Among the many patient-reported measures used to compare 2-year outcomes, the authors found that scores for 3 subscales favored the computer-navigation group. Specifically, the symptom and sports-and-recreation subscales of the KOOS and the stiffness subscale of the WOMAC showed significantly greater improvements in the group that underwent computer-navigated TKA. These results led Petursson et al. to conclude that TKAs completed with the assistance of computer navigation provided better pain relief and function at two years postoperatively.

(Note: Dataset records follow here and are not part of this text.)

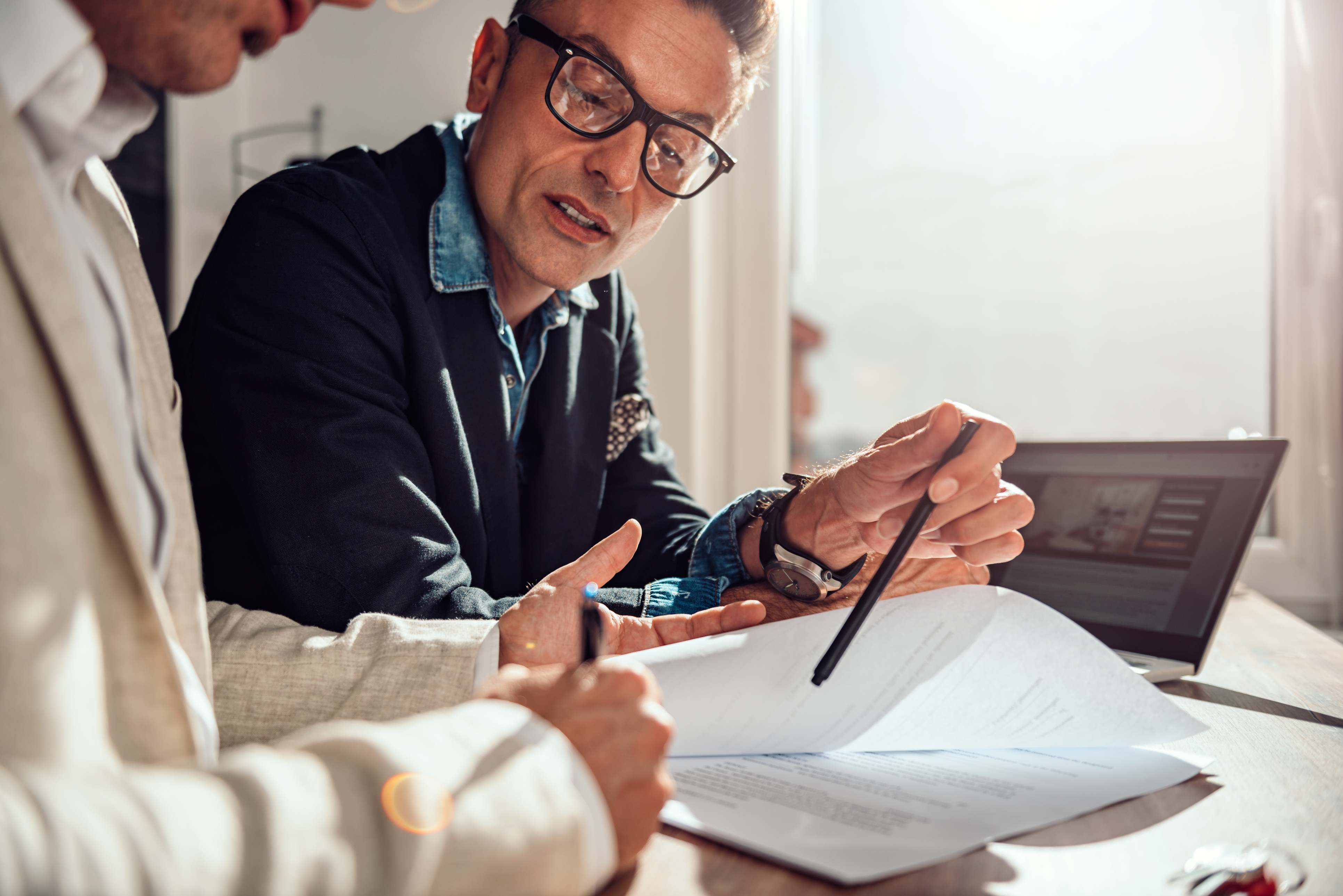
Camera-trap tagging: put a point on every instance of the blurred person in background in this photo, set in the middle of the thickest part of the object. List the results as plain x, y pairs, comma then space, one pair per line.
119, 685
416, 380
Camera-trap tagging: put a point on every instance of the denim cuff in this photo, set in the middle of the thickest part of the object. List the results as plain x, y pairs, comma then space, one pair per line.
683, 595
718, 552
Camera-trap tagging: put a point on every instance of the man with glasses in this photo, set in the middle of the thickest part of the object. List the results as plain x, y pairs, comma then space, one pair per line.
416, 381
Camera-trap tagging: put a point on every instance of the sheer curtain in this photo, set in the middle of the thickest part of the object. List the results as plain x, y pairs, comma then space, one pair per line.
1309, 320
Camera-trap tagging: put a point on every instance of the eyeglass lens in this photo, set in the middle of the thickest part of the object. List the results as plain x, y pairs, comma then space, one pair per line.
590, 98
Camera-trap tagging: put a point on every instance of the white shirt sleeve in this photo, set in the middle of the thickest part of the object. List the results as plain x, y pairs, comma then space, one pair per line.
486, 658
600, 854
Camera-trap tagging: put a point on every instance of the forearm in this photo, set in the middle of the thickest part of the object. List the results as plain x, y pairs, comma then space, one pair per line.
308, 819
274, 677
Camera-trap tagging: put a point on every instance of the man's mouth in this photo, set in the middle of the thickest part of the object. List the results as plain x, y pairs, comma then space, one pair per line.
578, 217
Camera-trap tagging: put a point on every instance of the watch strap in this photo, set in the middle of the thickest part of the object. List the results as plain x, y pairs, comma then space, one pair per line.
771, 534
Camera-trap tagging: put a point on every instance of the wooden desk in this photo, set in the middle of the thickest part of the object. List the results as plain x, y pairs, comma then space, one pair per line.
1272, 697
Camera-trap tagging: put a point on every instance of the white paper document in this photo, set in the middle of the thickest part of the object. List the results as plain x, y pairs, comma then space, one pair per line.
957, 717
857, 817
970, 667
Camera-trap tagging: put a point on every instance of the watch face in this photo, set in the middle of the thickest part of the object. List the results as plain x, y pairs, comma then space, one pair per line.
793, 581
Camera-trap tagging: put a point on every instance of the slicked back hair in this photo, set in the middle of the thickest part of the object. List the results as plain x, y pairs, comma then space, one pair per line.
753, 25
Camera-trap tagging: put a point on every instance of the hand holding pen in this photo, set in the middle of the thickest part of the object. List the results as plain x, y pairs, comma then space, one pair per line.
896, 556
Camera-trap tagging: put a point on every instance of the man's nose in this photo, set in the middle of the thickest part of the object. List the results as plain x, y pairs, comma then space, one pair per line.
617, 159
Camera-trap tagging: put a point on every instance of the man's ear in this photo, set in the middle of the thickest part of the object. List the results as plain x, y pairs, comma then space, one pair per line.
488, 61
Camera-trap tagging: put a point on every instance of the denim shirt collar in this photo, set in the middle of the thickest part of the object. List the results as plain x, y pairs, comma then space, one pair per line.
457, 257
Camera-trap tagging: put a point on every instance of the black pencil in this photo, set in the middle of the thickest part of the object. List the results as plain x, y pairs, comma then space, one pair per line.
904, 541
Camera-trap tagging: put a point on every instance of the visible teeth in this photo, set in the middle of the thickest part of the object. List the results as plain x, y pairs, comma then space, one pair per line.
573, 212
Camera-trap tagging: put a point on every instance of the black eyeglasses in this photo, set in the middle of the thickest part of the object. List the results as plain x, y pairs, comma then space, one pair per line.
592, 100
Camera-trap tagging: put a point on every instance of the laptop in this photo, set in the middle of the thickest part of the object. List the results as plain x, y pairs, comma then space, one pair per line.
1139, 543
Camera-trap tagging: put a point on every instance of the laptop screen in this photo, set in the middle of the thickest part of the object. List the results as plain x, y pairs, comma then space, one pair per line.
1139, 543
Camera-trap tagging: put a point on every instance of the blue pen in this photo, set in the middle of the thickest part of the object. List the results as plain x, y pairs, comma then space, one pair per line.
590, 621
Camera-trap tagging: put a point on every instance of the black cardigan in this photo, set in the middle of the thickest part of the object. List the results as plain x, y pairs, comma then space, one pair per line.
346, 424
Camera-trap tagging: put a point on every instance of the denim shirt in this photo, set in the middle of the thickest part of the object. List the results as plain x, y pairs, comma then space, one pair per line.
460, 263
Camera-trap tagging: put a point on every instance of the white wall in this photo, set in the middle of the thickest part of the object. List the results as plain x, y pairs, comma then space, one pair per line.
379, 74
711, 286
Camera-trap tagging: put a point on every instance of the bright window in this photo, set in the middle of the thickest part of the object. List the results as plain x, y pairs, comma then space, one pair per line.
1055, 210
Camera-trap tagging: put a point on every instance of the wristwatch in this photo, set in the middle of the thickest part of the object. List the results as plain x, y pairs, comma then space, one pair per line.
789, 571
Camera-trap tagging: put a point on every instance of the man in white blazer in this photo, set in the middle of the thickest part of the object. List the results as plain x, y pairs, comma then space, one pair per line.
119, 683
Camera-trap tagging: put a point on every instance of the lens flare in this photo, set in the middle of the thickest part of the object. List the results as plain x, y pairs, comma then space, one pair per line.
410, 6
417, 804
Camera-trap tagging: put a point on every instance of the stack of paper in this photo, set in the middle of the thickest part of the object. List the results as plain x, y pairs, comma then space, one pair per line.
1020, 718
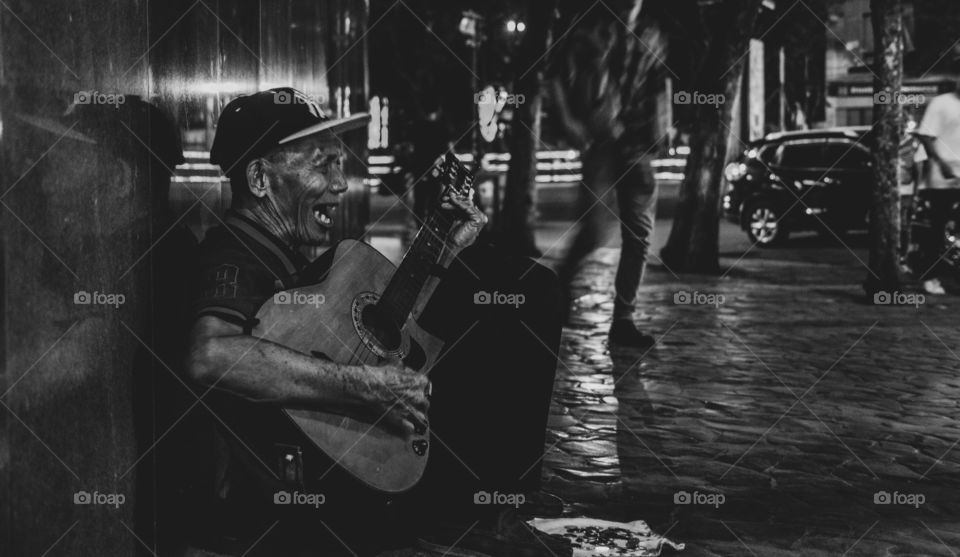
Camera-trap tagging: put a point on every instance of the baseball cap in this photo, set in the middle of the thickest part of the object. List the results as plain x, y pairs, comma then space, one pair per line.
252, 125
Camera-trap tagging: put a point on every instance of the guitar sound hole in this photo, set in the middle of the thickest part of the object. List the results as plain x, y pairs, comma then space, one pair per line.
381, 327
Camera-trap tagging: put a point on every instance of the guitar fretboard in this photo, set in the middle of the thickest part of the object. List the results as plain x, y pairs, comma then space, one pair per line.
405, 285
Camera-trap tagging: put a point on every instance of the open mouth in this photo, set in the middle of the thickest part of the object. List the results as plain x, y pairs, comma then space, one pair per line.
324, 213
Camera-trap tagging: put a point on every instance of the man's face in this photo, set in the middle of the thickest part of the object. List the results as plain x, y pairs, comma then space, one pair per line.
306, 185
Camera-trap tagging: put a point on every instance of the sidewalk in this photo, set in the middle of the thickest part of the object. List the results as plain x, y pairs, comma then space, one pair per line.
769, 422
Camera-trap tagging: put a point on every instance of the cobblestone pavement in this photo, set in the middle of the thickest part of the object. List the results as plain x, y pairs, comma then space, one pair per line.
775, 420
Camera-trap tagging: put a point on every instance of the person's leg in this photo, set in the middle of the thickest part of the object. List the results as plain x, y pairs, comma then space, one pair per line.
493, 385
597, 222
637, 199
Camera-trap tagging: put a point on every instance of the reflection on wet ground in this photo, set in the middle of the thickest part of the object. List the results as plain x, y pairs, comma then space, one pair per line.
779, 414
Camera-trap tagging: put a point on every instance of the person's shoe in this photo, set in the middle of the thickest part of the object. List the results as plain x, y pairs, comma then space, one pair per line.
624, 333
933, 287
510, 537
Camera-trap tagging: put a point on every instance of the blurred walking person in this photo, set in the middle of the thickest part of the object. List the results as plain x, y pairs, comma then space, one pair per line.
604, 86
939, 133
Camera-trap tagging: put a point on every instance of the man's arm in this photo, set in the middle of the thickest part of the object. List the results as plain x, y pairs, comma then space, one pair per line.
220, 356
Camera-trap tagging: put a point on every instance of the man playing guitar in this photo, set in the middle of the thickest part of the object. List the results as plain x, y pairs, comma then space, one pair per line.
490, 391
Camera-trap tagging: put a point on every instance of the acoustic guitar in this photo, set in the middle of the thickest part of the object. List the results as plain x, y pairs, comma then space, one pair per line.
365, 311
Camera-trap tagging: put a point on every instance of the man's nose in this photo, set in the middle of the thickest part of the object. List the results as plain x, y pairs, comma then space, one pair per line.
339, 183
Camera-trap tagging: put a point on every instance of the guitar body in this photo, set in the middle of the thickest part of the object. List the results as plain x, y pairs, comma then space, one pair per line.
327, 320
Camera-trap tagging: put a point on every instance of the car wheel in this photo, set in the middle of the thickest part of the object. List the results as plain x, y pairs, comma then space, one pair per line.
763, 224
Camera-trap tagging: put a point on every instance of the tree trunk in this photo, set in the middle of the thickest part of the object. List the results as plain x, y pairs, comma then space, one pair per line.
693, 244
514, 231
888, 118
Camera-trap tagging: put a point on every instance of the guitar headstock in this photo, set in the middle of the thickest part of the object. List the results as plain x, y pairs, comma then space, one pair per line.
453, 175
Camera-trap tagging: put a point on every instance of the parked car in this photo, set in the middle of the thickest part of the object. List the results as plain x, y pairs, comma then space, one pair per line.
806, 180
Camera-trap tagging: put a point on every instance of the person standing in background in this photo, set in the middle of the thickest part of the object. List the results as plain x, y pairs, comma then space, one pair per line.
939, 133
605, 92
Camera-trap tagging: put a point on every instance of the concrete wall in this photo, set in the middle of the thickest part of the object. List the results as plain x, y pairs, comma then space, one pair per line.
74, 219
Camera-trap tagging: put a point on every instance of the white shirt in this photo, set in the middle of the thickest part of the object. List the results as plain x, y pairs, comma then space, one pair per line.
942, 121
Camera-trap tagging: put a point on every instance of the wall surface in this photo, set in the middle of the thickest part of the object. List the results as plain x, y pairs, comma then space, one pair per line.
74, 219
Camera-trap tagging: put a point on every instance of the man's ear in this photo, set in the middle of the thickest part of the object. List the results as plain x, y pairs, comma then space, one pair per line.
257, 180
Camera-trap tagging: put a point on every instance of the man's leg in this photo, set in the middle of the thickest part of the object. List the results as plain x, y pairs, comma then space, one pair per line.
600, 164
637, 200
493, 386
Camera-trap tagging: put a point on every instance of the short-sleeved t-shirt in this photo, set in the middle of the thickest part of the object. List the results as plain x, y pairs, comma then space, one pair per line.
942, 121
241, 266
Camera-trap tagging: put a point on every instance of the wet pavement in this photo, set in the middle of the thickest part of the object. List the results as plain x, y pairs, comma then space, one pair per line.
780, 413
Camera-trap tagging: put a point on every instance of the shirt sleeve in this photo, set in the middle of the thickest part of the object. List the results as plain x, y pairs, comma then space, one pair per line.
932, 118
232, 287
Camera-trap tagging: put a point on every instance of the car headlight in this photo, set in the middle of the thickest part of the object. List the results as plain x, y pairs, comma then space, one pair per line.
734, 171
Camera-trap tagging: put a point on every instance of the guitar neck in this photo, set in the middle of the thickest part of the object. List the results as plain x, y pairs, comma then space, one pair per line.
418, 265
416, 271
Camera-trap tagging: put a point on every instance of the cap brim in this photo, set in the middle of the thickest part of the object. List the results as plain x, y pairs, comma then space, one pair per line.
330, 127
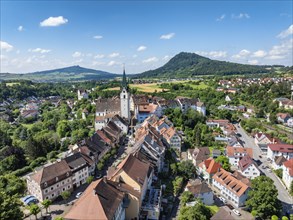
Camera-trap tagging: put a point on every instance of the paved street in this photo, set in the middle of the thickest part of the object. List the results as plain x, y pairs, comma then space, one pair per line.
283, 196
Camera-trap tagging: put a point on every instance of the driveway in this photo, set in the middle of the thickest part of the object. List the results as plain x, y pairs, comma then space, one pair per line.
283, 194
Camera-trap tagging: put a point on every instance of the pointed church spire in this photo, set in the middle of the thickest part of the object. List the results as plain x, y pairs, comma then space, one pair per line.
124, 82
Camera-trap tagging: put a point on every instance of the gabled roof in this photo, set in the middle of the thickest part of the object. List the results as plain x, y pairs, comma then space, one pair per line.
233, 151
279, 160
289, 165
137, 170
99, 201
75, 161
201, 153
245, 162
284, 148
230, 182
211, 165
109, 105
198, 187
49, 173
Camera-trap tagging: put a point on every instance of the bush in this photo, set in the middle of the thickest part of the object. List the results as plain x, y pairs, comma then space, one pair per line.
22, 171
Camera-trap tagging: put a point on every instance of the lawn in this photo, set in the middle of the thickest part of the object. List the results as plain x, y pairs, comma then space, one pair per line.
11, 84
213, 208
28, 126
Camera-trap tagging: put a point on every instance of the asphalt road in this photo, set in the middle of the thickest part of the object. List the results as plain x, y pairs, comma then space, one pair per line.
283, 195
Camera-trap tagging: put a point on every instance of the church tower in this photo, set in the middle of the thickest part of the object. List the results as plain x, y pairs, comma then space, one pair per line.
124, 98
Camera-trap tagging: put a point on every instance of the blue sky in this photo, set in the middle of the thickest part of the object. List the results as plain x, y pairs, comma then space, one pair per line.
41, 35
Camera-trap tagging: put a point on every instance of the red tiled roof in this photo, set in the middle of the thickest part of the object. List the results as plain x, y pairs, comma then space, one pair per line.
284, 148
231, 151
211, 165
289, 165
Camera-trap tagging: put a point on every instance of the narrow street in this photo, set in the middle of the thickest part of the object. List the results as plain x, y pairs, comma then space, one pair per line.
283, 195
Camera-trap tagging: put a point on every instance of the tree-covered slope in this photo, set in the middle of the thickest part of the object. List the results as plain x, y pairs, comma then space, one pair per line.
191, 64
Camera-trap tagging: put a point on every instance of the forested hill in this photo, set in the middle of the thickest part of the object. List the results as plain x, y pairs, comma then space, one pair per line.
72, 73
190, 64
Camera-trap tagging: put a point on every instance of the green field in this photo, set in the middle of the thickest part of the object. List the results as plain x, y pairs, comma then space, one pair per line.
11, 84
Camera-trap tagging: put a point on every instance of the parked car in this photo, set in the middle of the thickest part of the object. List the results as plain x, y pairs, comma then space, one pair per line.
78, 195
230, 206
236, 212
223, 200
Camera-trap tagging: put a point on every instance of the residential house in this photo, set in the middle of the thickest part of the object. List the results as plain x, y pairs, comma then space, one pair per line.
198, 155
196, 104
172, 137
101, 200
143, 111
207, 169
79, 169
278, 162
283, 117
50, 181
286, 150
217, 123
138, 175
200, 190
234, 190
82, 94
106, 109
237, 153
290, 122
121, 123
288, 173
248, 167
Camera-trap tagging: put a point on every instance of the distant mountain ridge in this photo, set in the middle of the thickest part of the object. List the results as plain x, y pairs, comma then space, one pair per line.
185, 65
71, 73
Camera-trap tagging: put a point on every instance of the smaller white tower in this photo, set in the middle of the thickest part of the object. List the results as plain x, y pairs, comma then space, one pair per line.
124, 99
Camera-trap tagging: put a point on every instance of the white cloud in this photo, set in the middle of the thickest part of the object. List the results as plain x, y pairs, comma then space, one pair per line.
167, 57
115, 54
150, 60
99, 56
141, 48
242, 54
167, 36
98, 37
259, 53
76, 54
112, 63
5, 46
281, 51
240, 16
212, 54
20, 28
253, 62
53, 21
39, 50
222, 17
286, 32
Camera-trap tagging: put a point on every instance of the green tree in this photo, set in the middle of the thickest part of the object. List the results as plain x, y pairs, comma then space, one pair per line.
89, 179
34, 210
65, 195
46, 203
177, 185
224, 161
187, 169
10, 207
291, 189
263, 197
274, 217
186, 197
197, 212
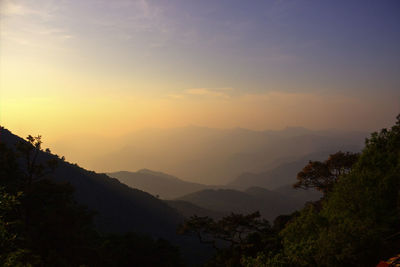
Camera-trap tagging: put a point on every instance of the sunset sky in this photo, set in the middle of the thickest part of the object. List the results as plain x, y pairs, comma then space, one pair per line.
111, 67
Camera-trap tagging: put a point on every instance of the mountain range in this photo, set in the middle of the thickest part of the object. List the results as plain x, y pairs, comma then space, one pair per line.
207, 155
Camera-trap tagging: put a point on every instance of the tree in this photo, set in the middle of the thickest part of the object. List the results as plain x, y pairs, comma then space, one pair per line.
233, 236
323, 175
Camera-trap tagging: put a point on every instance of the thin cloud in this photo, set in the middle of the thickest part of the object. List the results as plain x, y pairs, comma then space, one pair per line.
210, 92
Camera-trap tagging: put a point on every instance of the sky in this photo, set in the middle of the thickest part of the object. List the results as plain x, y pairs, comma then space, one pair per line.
111, 67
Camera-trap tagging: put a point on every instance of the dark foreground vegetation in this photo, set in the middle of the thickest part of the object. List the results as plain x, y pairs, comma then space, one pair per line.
42, 225
355, 223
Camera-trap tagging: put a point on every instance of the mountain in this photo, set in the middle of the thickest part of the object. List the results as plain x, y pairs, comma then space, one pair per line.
214, 156
187, 209
269, 203
119, 208
280, 176
157, 183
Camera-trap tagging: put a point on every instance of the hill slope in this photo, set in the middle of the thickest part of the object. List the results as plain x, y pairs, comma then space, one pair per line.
119, 208
269, 203
158, 184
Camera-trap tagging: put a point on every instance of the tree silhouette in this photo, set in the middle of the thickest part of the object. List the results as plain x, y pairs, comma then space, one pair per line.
323, 175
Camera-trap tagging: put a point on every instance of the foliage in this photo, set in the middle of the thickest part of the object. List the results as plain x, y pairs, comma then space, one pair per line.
42, 225
359, 217
323, 175
232, 236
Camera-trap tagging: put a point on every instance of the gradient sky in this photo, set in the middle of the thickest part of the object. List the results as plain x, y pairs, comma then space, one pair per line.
110, 67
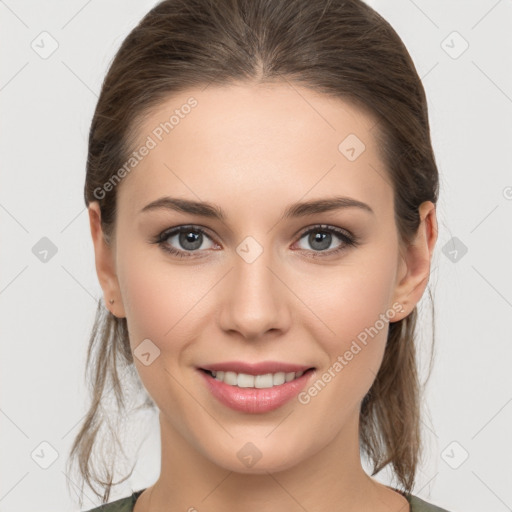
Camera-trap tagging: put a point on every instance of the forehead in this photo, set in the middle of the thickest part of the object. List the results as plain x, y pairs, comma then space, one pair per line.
255, 142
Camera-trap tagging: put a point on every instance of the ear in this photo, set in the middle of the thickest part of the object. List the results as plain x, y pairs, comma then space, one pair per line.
415, 260
105, 263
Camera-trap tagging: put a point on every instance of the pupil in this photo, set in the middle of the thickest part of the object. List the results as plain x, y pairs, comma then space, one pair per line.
323, 239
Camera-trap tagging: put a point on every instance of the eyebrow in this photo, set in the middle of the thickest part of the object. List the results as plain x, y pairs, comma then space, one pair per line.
212, 211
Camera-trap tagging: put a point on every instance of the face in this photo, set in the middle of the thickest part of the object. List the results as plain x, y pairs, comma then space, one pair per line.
314, 289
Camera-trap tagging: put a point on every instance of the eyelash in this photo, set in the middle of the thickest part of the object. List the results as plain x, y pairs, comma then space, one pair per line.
348, 239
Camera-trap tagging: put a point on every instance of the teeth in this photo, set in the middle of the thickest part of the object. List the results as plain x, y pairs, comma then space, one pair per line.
243, 380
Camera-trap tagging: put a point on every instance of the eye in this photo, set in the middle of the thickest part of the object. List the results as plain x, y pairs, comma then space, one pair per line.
188, 238
320, 238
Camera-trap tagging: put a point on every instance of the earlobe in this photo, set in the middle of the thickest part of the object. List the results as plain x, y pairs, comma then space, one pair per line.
105, 263
416, 260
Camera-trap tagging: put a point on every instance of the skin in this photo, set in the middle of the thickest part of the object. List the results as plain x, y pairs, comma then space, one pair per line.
253, 150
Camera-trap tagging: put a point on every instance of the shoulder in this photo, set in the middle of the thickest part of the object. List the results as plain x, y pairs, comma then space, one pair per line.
120, 505
419, 505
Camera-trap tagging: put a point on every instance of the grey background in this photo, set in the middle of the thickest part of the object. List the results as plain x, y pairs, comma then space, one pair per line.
47, 307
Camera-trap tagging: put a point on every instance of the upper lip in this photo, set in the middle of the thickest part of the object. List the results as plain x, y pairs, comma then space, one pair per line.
256, 368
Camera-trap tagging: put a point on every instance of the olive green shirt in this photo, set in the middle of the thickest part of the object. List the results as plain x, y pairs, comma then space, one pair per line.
127, 504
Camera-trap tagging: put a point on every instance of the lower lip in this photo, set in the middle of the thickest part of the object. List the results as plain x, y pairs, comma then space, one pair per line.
255, 400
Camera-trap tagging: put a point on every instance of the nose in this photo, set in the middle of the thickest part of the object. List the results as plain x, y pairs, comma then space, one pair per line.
255, 299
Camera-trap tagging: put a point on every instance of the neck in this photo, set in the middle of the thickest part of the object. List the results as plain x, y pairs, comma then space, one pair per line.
329, 479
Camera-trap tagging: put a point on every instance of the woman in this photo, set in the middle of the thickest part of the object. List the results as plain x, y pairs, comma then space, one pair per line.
261, 188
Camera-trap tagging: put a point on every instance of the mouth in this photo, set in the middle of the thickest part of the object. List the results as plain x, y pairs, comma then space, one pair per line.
255, 380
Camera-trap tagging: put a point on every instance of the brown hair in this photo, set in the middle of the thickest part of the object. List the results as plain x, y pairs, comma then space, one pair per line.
341, 48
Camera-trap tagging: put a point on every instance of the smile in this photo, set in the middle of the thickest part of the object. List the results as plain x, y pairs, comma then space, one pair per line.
244, 380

These are important findings, as this is one of the largest randomized, double-blind analyses comparing computer navigation versus conventional TKA. While previous studies had found computer navigation to be useful in terms of obtaining neutral mechanical alignment, data showing improved patient outcomes was either lacking or revealed no clinically important between-group differences.  These 2-year data suggest that this is no longer the case.  However, it is important to note that the study does not explicitly state whether patients were still blinded to their treatment at the time when the 2-year follow-up data was collected.  If they were no longer blinded at that point of follow-up, the results would need to be viewed from a more tempered perspective.

Either way, it is important to note that in this study—as in previous research investigating similar questions—TKAs completed using conventional techniques also yielded large improvements in patient-reported outcomes. Still, because patients and surgeons alike continue to be intrigued by the possibilities that technological advances in arthroplasty may offer, studies like this are vital.